Maintenance and Resource Cleanup
Flyte manages the lifecycle of TaskAction resources by automatically cleaning up terminal records and providing detailed observability into the controller's performance. This ensures the Kubernetes API server remains performant even under high execution volumes.
Configuring the Garbage Collector
The GarbageCollector in Flyte periodically scans for TaskAction resources that have reached a terminal state (Succeeded, Failed, or Aborted) and deletes them once they exceed a configured Time-to-Live (TTL).
Enable and Configure TTL
To enable the garbage collector, you must provide a non-zero interval and a positive maxTTL when initializing the GarbageCollector in the executor setup.
// Example initialization (typically found in executor/setup.go)
gc := controller.NewGarbageCollector(
mgr.GetClient(),
30 * time.Minute, // interval: how often the GC runs
1 * time.Hour, // maxTTL: how long to keep terminal TaskActions
)
// Add to controller-runtime manager
if err := mgr.Add(gc); err != nil {
return err
}
The GarbageCollector implements the manager.Runnable interface, allowing it to start automatically with the controller manager.
How Discovery Works
The GarbageCollector identifies candidates for deletion using specific Kubernetes labels stamped by the TaskActionReconciler. It uses a paginated list approach to minimize memory pressure.
// From executor/pkg/controller/garbage_collector.go
func (gc *GarbageCollector) collect(ctx context.Context) error {
cutoff := time.Now().UTC().Add(-gc.maxTTL).Format(labelTimeFormat)
listOpts := []client.ListOption{
client.MatchingLabels{LabelTerminationStatus: LabelValueTerminated},
client.HasLabels{LabelCompletedTime},
client.Limit(gcPageSize), // Default is 500
}
// ... lists and deletes expired TaskActions ...
}
The discovery relies on these constants defined in executor/pkg/controller/taskaction_controller.go:
flyte.org/termination-status: Set toterminatedwhen a task finishes.flyte.org/completed-time: The UTC timestamp of completion using the format2006-01-02.15-04.

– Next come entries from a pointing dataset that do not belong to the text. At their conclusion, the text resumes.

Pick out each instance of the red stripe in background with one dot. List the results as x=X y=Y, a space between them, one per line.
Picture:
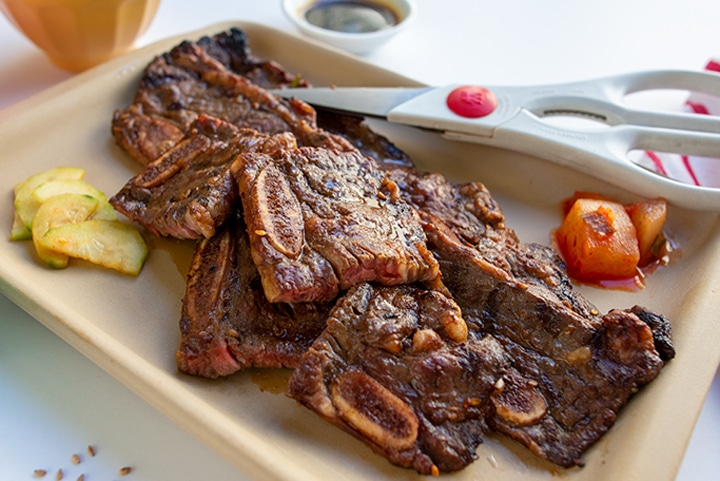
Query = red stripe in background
x=688 y=167
x=657 y=162
x=713 y=65
x=697 y=107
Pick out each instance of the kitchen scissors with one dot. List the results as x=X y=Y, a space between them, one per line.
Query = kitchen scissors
x=512 y=118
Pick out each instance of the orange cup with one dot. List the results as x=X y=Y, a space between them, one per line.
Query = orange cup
x=78 y=34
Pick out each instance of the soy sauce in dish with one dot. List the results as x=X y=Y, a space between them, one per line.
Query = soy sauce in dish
x=351 y=16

Because the labelTimeFormat uses minute precision and is lexicographically ordered, the GarbageCollector can efficiently compare strings to determine if a resource has expired:
if completedTime < cutoff {
if err := gc.client.Delete(ctx, ta); err != nil {
// handle error
}
}
Monitoring Execution Metrics
Flyte uses OpenTelemetry (OTel) to track the health and throughput of the TaskAction controller. These metrics are defined in the taskActionMetrics struct and registered during executor startup.
Key Metrics
| Metric Name | Type | Description | Labels |
|---|---|---|---|
taskaction.active | Gauge | Number of TaskAction CRDs currently in the system. | phase (e.g., Succeeded, Running) |
taskaction.crd.size_bytes | Histogram | Serialized JSON size of the TaskAction CRD. | N/A |
taskaction.k8s.duration | Histogram | Latency of Kubernetes API operations. | op (get, update, status_update), error (bool) |
Monitoring API Performance
The taskaction.k8s.duration metric is particularly useful for identifying bottlenecks in the Kubernetes API server or network latency. It is recorded inline during reconciliation:
// From executor/pkg/controller/metrics.go
func (m *taskActionMetrics) recordK8sOp(ctx context.Context, op string, start time.Time, err error) {
if m == nil || m.crdOpDuration == nil {
return
}
m.crdOpDuration.Record(ctx, float64(time.Since(start).Microseconds())/1000.0,
metric.WithAttributes(
attribute.String("op", op),
attribute.Bool("error", err != nil),
),
)
}
Tracking Task Phases
The taskaction.active gauge provides a real-time view of the distribution of tasks across different plugin phases. To keep this metric efficient, Flyte reads directly from the controller's informer cache indexer, avoiding expensive deep-copies of the CRDs.
// From executor/pkg/controller/metrics.go
func countByPhase(items []*flyteorgv1.TaskAction) map[string]int64 {
counts := make(map[string]int64, 8)
for _, ta := range items {
phase := ta.Status.PluginPhase
if phase == "" {
phase = "Unknown"
}
counts[phase]++
}
return counts
}
Operational Tips
Disabling Garbage Collection
If you need to preserve terminal TaskAction resources indefinitely for debugging, set the interval to 0. This prevents the GarbageCollector loop from starting.
Handling Large CRDs
If you observe high values for taskaction.crd.size_bytes, it may indicate that task metadata or plugin-specific state is becoming excessively large. This can lead to increased taskaction.k8s.duration during update and status_update operations.
TTL Precision
The GarbageCollector uses minute-level precision for its cutoff calculation. If you require sub-minute cleanup, the current implementation will not support it due to the labelTimeFormat (2006-01-02.15-04) used for indexing.